I was fully prepared to leave the Minnesota Orchestra posts to my partner in Blog Bill, and Drew at Adaptistration, but something I read really ticked me off!…..this is about attitude….
This article in the Tribune focused on the endowment, whether or not the musicians are “affordable”. Take their new $52M lobby for example: if half way through construction the board voted to pay the construction workers half of what they were told they were initially promised, but they still expected them to do an excellent job and finish on time, wouldn’t they have been justified in laying down their tools and walking away? So how is it different for a musician, who did not walk away!
With all this focus on macro economics with the massive numbers being thrown around in the article (along with the now projected deficit reported here), there are two micro economic issues that are being ignored.
1. The musicians are being told that their work is excellent but it no longer has the same value monetarily i.e be just as great for less…..what a morale booster!
2. They like most of us have fixed costs such as a mortgage and a car payment, long term commitments that they can’t simply reduce because they are not being paid enough anymore to make all their ends meet. I am certain the wealth management CEOS/advisors on the board will attest to the fact that they don’t give discounts because someone falls on hard times, and forget refinancing which is typically only available to those who are doing well.

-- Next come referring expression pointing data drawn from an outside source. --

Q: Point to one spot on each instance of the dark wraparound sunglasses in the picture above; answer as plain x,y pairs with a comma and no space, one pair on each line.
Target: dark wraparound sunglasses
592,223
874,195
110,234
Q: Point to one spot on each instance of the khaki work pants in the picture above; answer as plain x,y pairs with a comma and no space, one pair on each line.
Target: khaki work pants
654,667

Ad these two things up and essentially the MN musician is being told that their work although exemplary, is now worth less and because of this they need to personally downsize or default, but show up and continue as if everything’s the same. What’s the incentive? Is it that they still get to go to far off lands to play? That “glory” is hardly an incentive anymore when instead they might just prefer to be teaching/freelancing more at home to make up their own personal deficit created by their employer.
Now whilst I think it’s good that their Music Director said something publicly, he focused primarily on music, recordings, touring and excellence as the reasons to end the crisis. One less Sibelius recording (regardless if it’s nominated for a Grammy, kudos for that) or Carnegie Hall appearance wont not result in a catastrophe for the orchestra, but this devaluing of the musicians combined with their missed mortgage and car payments and the fact that they are not performing at all just might.
This is not only a musical tragedy, this is more a human tragedy and the board needs to consider that the musician’s wealth is in their talent which they and the patrons are already the beneficiaries of for pennies on the dollar. Bottom line: That sound they (used to) make is priceless and should be seen as a fixed cost that should never be valued lower, only higher. The overall problem is the attitude that the musicians talents are seen as a line item rather than the reason for all the other line items, and by pouring in millions into a lobby, it shows that the board is more interested in the cover than the book.